Affaire de l’historien Mohamed El-Amine Belghit : la justice requalifie les charges dans un tournant inattendu
La justice algérienne a requalifié les accusations portées contre l’historien et professeur universitaire Mohamed El-Amine Belghit, passant de chefs d’inculpation criminels à des délits correctionnels. Ce changement ouvre la voie à son procès dans les prochaines semaines, après plusieurs semaines de controverse populaire et médiatique autour de ses déclarations sur l’amazighité, faites lors d’une interview sur une chaîne de télévision émiratie.
Selon l’ancien député Azzedine Djerafa, le professeur Belghit a été entendu le mardi 17 juin 2025 par le juge d’instruction en charge du dossier, en présence de plusieurs avocats de la défense. Cette audience, jugée cruciale dans le déroulement de l’affaire, a abouti à une modification de la qualification juridique des faits.

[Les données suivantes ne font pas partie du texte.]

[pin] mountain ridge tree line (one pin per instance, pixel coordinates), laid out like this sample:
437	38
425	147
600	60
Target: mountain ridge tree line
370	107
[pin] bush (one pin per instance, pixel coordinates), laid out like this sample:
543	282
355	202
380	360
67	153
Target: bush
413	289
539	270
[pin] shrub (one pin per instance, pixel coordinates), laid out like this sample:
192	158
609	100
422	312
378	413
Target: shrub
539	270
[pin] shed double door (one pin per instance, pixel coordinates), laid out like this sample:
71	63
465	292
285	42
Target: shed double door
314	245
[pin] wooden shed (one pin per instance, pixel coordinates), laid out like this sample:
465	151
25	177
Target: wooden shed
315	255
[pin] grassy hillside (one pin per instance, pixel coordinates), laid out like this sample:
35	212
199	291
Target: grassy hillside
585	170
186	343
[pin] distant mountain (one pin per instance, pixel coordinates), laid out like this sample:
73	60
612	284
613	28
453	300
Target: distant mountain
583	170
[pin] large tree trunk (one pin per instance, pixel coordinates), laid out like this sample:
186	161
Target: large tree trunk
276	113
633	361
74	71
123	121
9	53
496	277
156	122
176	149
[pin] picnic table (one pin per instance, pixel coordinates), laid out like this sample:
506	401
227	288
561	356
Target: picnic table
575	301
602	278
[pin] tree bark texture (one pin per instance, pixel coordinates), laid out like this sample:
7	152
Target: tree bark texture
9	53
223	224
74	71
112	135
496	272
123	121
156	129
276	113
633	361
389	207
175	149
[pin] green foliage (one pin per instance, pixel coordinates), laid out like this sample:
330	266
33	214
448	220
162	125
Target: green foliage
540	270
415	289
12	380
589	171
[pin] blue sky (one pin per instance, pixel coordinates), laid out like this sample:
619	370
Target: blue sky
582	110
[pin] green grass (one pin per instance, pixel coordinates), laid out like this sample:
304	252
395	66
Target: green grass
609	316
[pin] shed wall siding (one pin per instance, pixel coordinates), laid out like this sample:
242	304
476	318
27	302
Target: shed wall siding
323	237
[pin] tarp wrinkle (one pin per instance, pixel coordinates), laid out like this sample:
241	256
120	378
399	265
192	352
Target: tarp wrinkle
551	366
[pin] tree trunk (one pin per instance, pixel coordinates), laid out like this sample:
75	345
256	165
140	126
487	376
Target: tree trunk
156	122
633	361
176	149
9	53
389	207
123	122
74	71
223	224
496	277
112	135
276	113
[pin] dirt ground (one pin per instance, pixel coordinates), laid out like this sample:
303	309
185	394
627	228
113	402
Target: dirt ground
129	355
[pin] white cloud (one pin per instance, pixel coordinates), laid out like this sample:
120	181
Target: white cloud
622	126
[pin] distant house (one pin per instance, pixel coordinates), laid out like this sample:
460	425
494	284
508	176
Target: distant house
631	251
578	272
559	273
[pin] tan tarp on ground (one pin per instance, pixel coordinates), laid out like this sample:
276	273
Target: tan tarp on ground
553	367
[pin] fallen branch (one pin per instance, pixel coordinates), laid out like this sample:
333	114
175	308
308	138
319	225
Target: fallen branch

Grâce à cette décision, l’historien algérien devrait comparaître prochainement devant la justice. Son affaire a suscité un large élan de solidarité au sein des milieux académiques, culturels et populaires, comme en témoigne une pétition en ligne ayant déjà recueilli plus d’un demi-million de signatures, réclamant l’accélération de son procès.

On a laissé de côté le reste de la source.